~By Amanda Smith
You know those days where you spend an entire day revising a picture book manuscript, making dummies and cutting your manuscript into little strips and studying the dialogue to make sure your characters’ voices are distinct yet consistent?
But at the end of the day nothing looks much different.
Or those days you research agents to query, and after many hours, have nothing more than a list to show?
Do you sometimes feel that drawing up maps or house plans for your novel, or filling out character sheets are wasting writing time, because no actual words are added to your WIP?
A lot of the work we do as writers, cannot be measured in tangible, concrete ways. It is easy to discount these aspects of our work. Yet, all these things are part of the writing journey and we need to acknowledge them as valuable. That is why, at the beginning of this year, I knew I wanted to track my writing progress in a way that included all these aspects of writing.
Enter: The bullet journal.
Wait, hear me out. I’ve also looked at bullet journal blogs and thought What is this chaos? or This seems like a giant time suck. But that is the beauty of a bullet journal: You can make it exactly what you need it to be.

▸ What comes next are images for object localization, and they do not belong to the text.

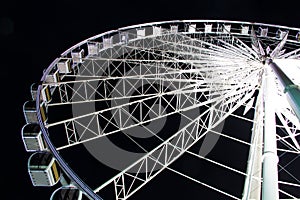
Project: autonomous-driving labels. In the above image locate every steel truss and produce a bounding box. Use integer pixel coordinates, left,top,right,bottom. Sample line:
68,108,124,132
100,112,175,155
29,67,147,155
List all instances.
34,20,300,200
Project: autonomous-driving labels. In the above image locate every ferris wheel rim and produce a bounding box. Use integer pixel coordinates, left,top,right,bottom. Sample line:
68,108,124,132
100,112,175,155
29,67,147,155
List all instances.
34,19,300,199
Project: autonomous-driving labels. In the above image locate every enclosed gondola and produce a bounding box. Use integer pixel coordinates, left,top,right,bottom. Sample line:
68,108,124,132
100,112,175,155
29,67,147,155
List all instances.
51,186,83,200
28,152,60,186
21,123,47,151
23,100,47,123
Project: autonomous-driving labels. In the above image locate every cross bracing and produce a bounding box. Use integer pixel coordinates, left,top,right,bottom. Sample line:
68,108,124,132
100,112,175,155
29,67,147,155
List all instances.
35,21,300,200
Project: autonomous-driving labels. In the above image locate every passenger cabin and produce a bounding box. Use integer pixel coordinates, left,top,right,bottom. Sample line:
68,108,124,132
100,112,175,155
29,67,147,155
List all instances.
87,42,100,56
45,69,59,84
23,101,38,123
71,49,84,63
30,83,51,103
30,83,38,100
23,100,47,123
22,123,46,152
28,152,60,186
51,186,83,200
57,58,71,74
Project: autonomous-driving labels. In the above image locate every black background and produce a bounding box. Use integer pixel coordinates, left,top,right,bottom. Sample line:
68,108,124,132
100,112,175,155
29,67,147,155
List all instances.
1,0,299,199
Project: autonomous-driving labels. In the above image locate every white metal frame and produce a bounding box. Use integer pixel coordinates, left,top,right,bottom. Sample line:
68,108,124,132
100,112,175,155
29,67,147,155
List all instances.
32,20,300,200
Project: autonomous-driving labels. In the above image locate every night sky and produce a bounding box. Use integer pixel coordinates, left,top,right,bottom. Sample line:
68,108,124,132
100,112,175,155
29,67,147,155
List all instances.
1,0,299,199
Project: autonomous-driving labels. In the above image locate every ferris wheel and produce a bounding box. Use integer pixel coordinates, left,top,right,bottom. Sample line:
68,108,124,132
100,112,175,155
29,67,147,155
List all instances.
22,20,300,200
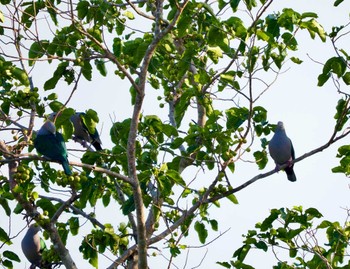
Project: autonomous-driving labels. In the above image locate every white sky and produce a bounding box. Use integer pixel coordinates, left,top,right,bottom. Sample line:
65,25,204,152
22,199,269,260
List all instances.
2,0,350,268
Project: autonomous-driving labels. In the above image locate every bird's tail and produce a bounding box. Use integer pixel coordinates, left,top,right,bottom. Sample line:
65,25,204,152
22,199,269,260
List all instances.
62,161,72,175
92,141,102,151
285,166,297,182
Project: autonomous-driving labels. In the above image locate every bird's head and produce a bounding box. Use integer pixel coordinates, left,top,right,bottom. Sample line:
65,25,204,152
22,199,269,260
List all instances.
28,223,41,234
41,120,56,135
276,121,285,130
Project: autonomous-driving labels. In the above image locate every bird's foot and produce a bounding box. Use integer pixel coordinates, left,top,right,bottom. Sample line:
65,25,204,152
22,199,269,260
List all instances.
286,158,293,167
274,164,281,172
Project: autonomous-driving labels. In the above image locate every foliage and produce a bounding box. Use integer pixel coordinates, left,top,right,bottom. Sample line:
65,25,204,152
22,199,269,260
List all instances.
0,0,349,268
219,206,350,269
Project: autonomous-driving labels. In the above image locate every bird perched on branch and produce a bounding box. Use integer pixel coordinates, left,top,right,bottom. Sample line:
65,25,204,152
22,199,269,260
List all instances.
34,120,72,175
50,112,102,151
268,121,297,182
21,224,47,269
70,112,102,151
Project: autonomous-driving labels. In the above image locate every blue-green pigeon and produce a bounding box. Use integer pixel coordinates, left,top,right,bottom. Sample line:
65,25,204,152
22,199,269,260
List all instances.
21,224,47,269
268,121,297,182
34,120,72,175
70,112,102,151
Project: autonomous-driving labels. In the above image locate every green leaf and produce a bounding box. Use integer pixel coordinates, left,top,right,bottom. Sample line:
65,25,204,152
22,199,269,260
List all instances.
325,57,347,77
113,38,122,57
2,259,13,268
36,198,56,218
95,59,107,77
121,196,135,215
282,32,298,50
210,219,218,231
216,261,231,268
47,93,58,101
194,221,208,244
89,252,98,268
0,226,11,244
334,0,344,6
11,67,29,86
207,47,223,64
337,144,350,155
260,209,280,231
256,29,270,42
266,14,280,37
225,17,247,39
305,207,323,219
0,197,11,216
300,12,318,19
230,0,241,12
245,0,257,10
28,40,49,66
291,57,303,64
49,101,64,112
3,250,20,262
77,1,89,19
177,13,191,38
82,61,92,81
54,109,75,140
1,101,10,115
13,203,23,214
69,217,80,236
44,62,70,90
123,11,134,20
166,170,186,186
208,27,226,46
342,72,350,85
253,150,267,170
300,19,326,42
254,241,268,251
228,162,235,173
102,191,111,207
317,72,330,87
233,244,251,261
225,107,249,130
44,76,60,90
317,220,332,229
162,124,178,137
220,71,236,85
289,247,297,258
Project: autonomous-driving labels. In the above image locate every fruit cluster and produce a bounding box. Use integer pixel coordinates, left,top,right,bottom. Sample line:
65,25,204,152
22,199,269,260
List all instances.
11,88,40,110
14,164,33,183
55,170,88,190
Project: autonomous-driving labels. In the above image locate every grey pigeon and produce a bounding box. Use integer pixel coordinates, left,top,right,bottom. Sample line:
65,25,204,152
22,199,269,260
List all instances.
268,121,297,182
70,112,102,151
50,112,102,151
21,224,46,268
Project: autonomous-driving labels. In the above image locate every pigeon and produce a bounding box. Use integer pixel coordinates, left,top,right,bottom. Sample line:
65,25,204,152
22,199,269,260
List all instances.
34,120,72,175
268,121,297,182
21,224,46,269
70,112,102,151
50,112,102,151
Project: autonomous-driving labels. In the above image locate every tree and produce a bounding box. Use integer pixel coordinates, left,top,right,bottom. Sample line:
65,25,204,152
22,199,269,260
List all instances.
0,0,349,268
222,206,350,268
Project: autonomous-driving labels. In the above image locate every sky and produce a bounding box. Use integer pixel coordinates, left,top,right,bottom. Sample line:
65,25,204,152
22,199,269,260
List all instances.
2,0,350,268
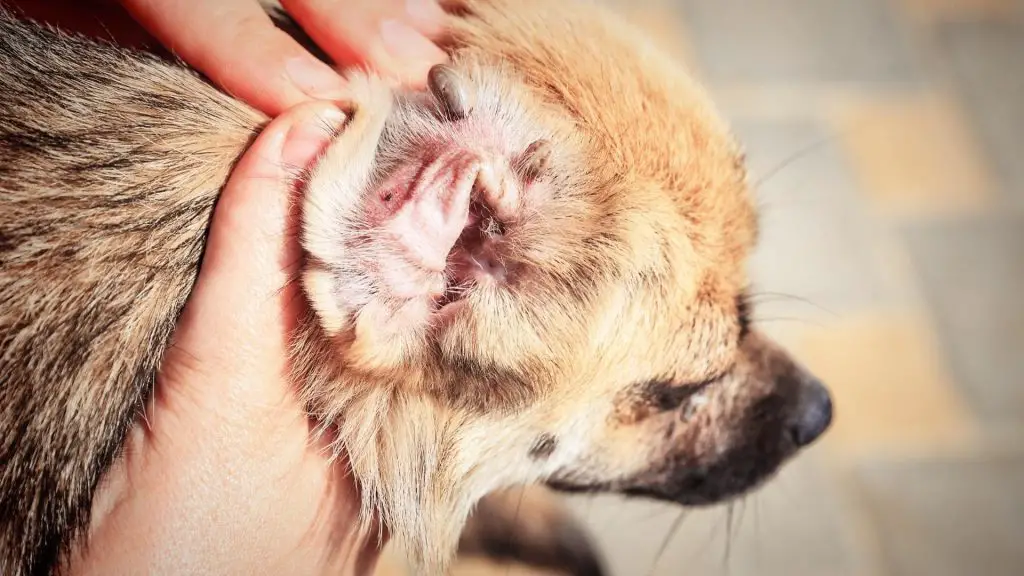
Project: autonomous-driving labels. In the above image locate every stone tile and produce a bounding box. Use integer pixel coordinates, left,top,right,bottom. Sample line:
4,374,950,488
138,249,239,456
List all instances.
569,454,860,576
618,3,700,72
831,94,996,218
563,493,676,576
900,0,1021,23
376,546,559,576
673,0,923,85
902,214,1024,423
712,85,908,122
449,560,559,576
790,314,979,459
854,451,1024,576
938,21,1024,207
731,120,916,324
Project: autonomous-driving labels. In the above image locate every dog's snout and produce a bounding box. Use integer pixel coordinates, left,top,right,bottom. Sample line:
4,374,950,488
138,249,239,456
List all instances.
787,377,833,447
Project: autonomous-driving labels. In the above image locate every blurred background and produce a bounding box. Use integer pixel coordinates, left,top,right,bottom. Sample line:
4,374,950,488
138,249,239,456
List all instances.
383,0,1024,574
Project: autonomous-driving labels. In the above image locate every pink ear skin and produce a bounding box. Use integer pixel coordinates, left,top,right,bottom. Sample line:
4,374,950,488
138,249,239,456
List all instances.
373,148,479,278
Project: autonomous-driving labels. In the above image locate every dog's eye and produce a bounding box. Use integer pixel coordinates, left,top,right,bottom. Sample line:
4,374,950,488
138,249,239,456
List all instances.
638,376,720,412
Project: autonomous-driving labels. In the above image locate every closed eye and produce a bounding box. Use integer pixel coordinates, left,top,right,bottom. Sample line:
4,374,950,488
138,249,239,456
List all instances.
637,371,728,412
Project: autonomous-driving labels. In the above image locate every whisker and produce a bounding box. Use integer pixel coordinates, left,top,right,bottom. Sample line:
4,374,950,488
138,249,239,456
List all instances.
748,117,877,193
748,290,838,317
751,316,831,329
735,497,749,541
504,485,529,576
752,495,764,564
646,509,687,576
722,503,734,571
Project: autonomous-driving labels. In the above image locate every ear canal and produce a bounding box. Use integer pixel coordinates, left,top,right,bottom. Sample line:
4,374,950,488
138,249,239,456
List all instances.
428,63,473,120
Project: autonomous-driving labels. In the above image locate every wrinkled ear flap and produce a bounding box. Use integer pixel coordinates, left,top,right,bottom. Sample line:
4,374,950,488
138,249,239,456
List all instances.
458,486,607,576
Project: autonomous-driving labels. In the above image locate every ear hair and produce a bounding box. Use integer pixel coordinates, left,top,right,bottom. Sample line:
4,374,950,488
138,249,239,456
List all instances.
302,265,348,336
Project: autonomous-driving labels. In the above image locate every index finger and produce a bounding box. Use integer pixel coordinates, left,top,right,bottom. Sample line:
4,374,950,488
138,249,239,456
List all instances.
122,0,350,116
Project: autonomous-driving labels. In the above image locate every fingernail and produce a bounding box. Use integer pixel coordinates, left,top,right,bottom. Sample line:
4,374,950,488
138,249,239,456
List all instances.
405,0,447,31
381,18,443,62
282,105,346,168
286,56,349,100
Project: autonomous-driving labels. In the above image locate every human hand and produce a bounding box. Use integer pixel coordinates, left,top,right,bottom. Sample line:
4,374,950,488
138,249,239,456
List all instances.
67,102,379,576
3,0,448,116
117,0,446,114
119,0,449,115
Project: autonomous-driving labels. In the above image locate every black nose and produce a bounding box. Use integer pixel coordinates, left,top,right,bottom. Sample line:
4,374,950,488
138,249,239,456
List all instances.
788,378,833,447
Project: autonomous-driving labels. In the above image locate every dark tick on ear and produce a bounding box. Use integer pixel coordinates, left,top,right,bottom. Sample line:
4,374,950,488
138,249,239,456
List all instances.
529,434,557,459
428,64,473,120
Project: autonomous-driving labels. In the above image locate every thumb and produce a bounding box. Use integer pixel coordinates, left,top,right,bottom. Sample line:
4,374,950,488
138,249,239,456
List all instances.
176,102,345,357
203,102,345,288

To have a journal that functions for you, there are a few questions to answer:
1. What is the purpose of your bullet journal for you? What do you want it to do?
Some authors, like Kate Messner, use one journal to manage all aspects of their life. If that sounds ideal to you, I encourage you to read Kate’s blog regarding bullet journaling here.
However, I needed something dedicated to writing and writing-related business ONLY. The rest of my life, my children’s schedules and dentist appointments still went in a daily planner. What I needed was a home for all things writing.
2. How decorative do you want it to be?
I like pretty. I buy planners, folders and notebooks based entirely on looks. I want beautiful covers AND decorative pages inside. Very early on in my research I realized that, if left unchecked, the bullet journal, instead of the writing, would become the project. I could easily spend all my time making it pretty, with swirly calligraphy and coloring pages. But that was not the purpose. The journal was to be my tool. I settled on a simple, functional format, with a little pretty on each page. I do not spend more than an afternoon a month to prep the next month’s tracking pages. (I would not recommend setting up your entire journal at the beginning of the year. As you and your journal grow together and get used to one another, you are going to want the freedom to tweak the format.)
Also consider size here. I wanted room to spread out and use sticky notes and notecards, so my journal is 7X10 inches.
3. What do you need in your journal to move you towards reaching your goals?
I took some time over my Christmas break last year to research other writers’ bullet journals and noted which components would be helpful to me. Inspired by M.M Chouinard, I jotted down what I wanted to track in my journal.
Here is where I landed:
I like to tally reading with my monthly goals. Some writers have separate book logs in their bullet journals, while others like to use a coloring sheet glued into the journal.